A recent example of that is LAST MAN STANDING. On ABC the show has done respectably on Friday nights. Nothing to write home about but good enough on a forgotten night of television that it keeps getting renewed. But this year in syndication that show is a SMASH. It’s getting sensational numbers. Way better than expected. Way way better than some bigger primetime hits like MODERN FAMILY.
MODERN FAMILY has not fared well in syndication (despite its ratings, accolades, Emmys). USA was hoping to build a comedy line-up around it, but MODERN FAMILY under-performed to where USA scrapped all plans for original comedy whatsoever. I know this for a fact. I had a pilot in contention that was suddenly dead along with all the other pilots they had in development at the time.
So why is LAST MAN STANDING so much more successful than MODERN FAMILY? And why is BIG BANG THEORY still a powerhouse? And EVERYBODY LOVES RAYMOND? Why was WINGS a middling performer for NBC but a juggernaut for USA? Why does GOLDEN GIRLS continue to outperform most comedies that came after? And why does FRIENDS continue to be a ratings monster around the world?

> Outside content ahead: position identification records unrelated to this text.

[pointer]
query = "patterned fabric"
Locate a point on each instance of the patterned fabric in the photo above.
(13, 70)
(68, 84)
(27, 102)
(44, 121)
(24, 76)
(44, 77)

Disclaimer: Like with every theory you can find exceptions. I realize that. MASH would be an exception for example. I say that because if I didn’t the comment section would be flooded with people listing exceptions. I’m making a general point here.
A common denominator among these successful shows is that they’re multi-camera, but that’s not the answer. I think a primary reason they do so well is that you don’t have to watch them.
You just have to listen.
And dialogue jokes play better for casual viewing. Dialogue jokes drive multi-cams because they’re playing to live audiences. James Burrows always maintained that CHEERS was a radio play. You could enjoy it just as much by listening to it.
There’s a comfort level in general to sitcoms. Multi-cams add to that comfort by making them easy to follow. And I’ve found that if you have a show with lots of jokes, fans will watch reruns, even if they’ve already seen the episodes. Maybe they missed a few jokes the first time, or something they thought was funny before tickles them again.
Yes, multi-cams, especially family multi-cams are not sexy and cutting edge. They’re usually ignored by award shows and ENTERTAINMENT WEEKLY. But believe me, networks and studios have taken note, and they’d gladly trade a boatload of Emmys for one LAST MAN STANDING.